Dans les derniers congrès à propos du Mont Olympe, l’idée de soutenir ces formes de tourisme alternatif était dominante, contrairement aux années précédentes où l’avis commun était favorable au développement des grandes infrastructures. D’après les données présentées par une Etude pour la gestion / circulation des visiteurs et le développement de l’écotourisme dans le Parc National d’Olympe) - Stade A (Diamantopoulos et al.2003), on compare le nombre de visiteurs durant les années 1995-2001 (Tableau 3-11) et on observe que ce nombre augment avec un rythme stable pour arriver à une augmentation totale de 3526%. Ceci montre de manière indiscutable que les individus cherchent de plus en plus à se distraire en choisissant une autre forme de tourisme plus calme, tel le tourisme vert.

Le nouveau Plan Général pour L’Aménagement du Territoire et la Croissance Durable a comme but, entre autres, la gestion prudente de cette espace. Dans ce cadre, la protection et la promotion, cas par cas, des sources sensibles naturelles du patrimoine et de l’environnement constituent un but qui se désigne en soi. Ainsi, il est particulièrement important de limiter l’action des agents nocifs comme l’expansion urbaine excessive et les constructions dispersées.

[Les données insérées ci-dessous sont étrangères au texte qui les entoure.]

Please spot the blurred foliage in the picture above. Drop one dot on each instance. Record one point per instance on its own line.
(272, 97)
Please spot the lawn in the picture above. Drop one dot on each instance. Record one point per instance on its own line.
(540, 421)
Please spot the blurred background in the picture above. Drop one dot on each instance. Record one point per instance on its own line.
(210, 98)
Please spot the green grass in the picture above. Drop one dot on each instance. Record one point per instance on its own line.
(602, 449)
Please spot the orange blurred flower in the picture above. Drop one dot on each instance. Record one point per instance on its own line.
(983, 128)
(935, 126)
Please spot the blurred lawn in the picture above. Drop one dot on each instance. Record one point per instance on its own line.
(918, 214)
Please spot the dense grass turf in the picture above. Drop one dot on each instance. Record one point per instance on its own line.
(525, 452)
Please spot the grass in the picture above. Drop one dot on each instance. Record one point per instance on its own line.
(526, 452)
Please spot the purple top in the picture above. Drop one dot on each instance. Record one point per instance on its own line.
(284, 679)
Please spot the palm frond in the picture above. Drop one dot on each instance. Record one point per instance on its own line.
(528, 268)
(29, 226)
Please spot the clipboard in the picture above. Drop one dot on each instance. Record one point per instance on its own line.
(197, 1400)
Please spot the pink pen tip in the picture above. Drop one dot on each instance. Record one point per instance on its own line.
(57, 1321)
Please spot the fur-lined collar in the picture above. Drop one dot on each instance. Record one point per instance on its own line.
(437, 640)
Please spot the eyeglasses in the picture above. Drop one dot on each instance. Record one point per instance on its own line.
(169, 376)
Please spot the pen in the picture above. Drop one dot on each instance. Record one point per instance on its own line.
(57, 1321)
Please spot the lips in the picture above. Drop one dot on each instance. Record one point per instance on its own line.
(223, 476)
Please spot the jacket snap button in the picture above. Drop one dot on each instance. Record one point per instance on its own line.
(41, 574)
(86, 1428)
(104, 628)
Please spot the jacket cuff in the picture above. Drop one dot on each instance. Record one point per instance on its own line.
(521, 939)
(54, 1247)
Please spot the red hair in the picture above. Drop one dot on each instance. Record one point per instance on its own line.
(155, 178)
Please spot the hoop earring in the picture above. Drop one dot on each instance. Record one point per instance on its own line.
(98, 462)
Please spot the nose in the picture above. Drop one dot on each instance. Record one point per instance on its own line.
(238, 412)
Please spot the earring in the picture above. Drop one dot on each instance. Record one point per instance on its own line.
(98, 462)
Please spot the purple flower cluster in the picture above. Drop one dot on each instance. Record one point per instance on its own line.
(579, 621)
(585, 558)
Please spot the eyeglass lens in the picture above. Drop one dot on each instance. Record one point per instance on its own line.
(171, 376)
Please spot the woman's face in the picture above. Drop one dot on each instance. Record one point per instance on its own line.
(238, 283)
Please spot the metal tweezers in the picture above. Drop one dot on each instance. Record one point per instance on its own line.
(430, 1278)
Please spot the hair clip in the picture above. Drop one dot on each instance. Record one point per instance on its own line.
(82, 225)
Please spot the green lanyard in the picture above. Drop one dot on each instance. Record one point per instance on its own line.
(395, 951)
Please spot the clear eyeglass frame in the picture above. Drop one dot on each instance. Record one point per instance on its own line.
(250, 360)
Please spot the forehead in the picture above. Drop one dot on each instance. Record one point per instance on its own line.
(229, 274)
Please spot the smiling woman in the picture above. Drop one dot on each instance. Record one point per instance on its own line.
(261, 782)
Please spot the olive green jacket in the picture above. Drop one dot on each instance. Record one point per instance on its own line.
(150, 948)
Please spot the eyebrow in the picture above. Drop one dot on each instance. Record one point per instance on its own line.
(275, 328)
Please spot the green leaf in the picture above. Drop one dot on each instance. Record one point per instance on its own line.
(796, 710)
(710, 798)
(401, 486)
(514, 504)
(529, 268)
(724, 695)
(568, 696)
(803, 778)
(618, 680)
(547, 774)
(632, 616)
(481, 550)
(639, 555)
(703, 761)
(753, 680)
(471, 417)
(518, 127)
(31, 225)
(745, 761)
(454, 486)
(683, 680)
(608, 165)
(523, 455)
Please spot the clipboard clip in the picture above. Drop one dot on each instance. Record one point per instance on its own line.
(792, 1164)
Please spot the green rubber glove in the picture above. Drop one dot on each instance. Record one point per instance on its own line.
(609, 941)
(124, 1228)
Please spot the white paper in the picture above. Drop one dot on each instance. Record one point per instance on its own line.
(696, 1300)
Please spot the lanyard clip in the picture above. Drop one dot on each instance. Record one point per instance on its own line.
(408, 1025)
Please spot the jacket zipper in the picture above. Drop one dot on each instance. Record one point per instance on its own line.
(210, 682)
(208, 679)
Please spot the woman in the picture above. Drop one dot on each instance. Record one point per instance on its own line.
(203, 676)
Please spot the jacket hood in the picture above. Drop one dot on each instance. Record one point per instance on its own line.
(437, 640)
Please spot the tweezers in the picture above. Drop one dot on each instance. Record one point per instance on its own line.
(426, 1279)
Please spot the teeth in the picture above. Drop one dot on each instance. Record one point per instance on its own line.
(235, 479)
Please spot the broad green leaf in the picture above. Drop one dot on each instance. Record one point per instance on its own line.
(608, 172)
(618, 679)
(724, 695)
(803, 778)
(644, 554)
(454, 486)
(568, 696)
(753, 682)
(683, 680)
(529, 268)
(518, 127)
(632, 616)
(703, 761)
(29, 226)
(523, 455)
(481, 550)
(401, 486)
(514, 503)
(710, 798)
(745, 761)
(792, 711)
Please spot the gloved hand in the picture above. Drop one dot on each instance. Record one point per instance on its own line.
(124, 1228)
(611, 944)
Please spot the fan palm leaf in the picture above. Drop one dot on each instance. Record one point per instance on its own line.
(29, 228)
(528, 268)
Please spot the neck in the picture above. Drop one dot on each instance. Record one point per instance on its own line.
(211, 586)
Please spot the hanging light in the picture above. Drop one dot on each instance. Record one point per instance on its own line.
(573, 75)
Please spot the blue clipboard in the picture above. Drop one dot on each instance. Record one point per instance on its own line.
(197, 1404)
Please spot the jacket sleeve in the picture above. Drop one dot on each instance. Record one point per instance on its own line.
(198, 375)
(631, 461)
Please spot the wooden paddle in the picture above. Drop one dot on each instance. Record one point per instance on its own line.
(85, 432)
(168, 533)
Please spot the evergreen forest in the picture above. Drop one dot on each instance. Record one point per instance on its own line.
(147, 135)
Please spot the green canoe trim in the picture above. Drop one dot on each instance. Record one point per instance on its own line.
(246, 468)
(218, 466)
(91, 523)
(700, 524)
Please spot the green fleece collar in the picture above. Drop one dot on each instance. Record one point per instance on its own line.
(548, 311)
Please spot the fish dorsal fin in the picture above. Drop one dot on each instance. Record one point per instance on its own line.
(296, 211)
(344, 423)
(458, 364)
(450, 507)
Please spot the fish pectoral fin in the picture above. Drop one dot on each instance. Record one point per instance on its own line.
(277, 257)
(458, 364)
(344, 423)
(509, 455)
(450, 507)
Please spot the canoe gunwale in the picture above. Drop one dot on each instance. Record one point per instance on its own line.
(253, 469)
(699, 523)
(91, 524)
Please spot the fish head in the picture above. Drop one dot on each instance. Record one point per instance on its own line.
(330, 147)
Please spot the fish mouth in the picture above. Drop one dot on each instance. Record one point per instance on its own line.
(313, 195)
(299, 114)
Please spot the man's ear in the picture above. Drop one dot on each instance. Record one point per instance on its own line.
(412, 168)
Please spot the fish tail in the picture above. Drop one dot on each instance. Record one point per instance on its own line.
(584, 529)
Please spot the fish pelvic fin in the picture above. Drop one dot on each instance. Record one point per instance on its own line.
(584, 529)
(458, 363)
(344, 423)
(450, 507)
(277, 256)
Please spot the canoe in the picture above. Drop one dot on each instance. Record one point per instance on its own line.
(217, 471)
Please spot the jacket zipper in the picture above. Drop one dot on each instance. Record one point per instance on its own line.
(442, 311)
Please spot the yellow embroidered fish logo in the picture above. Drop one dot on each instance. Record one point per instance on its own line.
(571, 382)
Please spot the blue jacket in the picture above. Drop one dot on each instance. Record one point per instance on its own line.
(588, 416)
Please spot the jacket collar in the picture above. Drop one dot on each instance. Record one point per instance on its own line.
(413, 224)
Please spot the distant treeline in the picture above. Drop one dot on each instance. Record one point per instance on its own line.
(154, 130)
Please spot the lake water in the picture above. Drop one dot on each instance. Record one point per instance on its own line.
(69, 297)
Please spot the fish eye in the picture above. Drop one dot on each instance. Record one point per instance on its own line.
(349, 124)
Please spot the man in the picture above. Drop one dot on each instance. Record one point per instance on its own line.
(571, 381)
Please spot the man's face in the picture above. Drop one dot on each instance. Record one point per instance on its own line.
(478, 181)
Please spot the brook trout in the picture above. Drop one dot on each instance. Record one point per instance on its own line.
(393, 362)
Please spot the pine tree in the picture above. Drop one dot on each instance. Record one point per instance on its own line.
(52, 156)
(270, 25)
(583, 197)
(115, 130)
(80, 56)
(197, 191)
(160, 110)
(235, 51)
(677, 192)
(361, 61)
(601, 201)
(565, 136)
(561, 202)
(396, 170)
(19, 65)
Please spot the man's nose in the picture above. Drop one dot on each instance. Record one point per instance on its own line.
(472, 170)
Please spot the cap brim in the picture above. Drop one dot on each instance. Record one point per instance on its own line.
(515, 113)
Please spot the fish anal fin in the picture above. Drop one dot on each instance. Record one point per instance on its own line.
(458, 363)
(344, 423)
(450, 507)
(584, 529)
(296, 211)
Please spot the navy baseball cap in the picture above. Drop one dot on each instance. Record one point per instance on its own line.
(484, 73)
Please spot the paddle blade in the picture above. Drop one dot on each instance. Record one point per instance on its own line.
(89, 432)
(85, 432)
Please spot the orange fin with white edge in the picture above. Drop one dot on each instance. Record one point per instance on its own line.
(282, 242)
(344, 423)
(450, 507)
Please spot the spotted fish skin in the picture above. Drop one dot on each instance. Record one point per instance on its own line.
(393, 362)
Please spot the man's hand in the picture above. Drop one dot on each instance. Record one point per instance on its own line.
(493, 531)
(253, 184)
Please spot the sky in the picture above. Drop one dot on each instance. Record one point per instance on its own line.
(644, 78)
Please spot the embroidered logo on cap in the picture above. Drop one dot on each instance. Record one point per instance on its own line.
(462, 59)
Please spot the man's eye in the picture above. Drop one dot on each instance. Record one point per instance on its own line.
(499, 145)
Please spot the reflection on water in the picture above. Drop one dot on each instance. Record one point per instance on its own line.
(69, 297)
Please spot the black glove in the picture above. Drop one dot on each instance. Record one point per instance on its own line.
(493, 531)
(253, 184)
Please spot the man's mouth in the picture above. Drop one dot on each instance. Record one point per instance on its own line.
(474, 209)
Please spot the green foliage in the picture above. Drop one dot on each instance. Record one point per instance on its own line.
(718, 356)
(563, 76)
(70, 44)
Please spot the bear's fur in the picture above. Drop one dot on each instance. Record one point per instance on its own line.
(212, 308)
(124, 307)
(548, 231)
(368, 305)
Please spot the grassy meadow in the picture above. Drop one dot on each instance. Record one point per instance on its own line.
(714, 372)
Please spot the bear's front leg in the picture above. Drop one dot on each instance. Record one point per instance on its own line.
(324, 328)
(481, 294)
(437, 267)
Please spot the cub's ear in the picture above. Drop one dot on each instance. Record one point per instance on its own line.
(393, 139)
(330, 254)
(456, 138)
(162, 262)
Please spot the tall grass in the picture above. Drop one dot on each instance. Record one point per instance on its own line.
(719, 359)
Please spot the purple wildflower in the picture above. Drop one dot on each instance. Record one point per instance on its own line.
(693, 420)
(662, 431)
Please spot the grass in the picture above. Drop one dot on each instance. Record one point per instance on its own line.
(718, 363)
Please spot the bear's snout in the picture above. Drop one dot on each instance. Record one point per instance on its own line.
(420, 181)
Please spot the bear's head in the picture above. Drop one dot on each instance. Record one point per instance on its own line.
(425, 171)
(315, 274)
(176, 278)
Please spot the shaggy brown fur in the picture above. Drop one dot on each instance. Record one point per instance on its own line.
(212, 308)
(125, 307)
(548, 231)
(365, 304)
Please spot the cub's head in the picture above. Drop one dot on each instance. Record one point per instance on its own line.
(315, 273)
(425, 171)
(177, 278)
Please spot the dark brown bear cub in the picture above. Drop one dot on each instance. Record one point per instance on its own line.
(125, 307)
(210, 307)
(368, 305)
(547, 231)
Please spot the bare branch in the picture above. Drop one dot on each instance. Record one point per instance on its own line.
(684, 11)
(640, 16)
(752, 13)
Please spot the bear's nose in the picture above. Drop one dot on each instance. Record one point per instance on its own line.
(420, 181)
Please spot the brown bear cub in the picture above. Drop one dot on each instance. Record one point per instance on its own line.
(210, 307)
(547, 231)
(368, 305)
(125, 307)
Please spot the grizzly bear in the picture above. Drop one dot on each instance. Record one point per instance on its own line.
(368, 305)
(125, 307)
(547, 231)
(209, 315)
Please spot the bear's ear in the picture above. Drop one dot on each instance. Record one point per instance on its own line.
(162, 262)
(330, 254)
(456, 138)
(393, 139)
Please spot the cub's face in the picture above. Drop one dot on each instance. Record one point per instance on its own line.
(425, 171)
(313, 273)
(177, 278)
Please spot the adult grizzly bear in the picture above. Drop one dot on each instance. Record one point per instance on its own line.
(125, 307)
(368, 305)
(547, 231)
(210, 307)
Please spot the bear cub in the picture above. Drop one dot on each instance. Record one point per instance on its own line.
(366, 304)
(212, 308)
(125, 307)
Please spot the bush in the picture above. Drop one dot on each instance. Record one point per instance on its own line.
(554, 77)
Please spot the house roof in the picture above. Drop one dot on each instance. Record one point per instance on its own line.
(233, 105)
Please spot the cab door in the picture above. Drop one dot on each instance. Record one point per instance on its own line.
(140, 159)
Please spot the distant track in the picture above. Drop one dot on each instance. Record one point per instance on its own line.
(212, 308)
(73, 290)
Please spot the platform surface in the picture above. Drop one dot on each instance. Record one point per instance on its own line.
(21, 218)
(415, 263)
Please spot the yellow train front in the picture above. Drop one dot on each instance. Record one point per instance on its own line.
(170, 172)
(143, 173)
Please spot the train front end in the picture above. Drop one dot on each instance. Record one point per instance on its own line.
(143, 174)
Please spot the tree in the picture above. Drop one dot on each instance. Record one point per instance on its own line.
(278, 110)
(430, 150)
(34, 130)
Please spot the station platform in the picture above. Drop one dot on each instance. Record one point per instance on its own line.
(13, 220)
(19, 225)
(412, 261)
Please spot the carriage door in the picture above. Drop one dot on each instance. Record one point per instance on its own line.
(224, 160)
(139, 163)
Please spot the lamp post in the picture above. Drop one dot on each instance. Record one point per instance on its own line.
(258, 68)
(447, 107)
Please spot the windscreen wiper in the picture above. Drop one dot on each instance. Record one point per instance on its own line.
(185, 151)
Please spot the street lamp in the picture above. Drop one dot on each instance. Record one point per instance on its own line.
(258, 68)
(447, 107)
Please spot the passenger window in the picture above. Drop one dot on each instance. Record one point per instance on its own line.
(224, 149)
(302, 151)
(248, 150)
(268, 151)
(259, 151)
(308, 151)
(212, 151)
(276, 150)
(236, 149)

Grâce à sa richesse naturelle et culturelle, la région d’Olympe fait partie de deux zones prioritaires : la Zone du Parc Naturel d’Olympe et le triangle Vergina-Dion-Thessalonique. Ces zones sont d’importance internationale et elles doivent être protégées avant tout. Certaines personnes s’opposent à ce model de développement ayant des intérêts financiers particuliers qui porteraient préjudices au Mont Olympe, par exemple :

  • des propositions récemment renouvelées qui concernent la construction de téléphériques, pistes de ski etc. dans le Parc Naturel, ainsi que l’imitation d’une ville ancienne de type Disneyland aux pieds du Mont Olympe,
  • l’intérêt d’entrepreneurs qui soutiennent la forme classique de tourisme à Olympe, étant donné que le tourisme désordonné et de mauvais gout, qui a été développé le long de la zone littorale, est déjà saturé.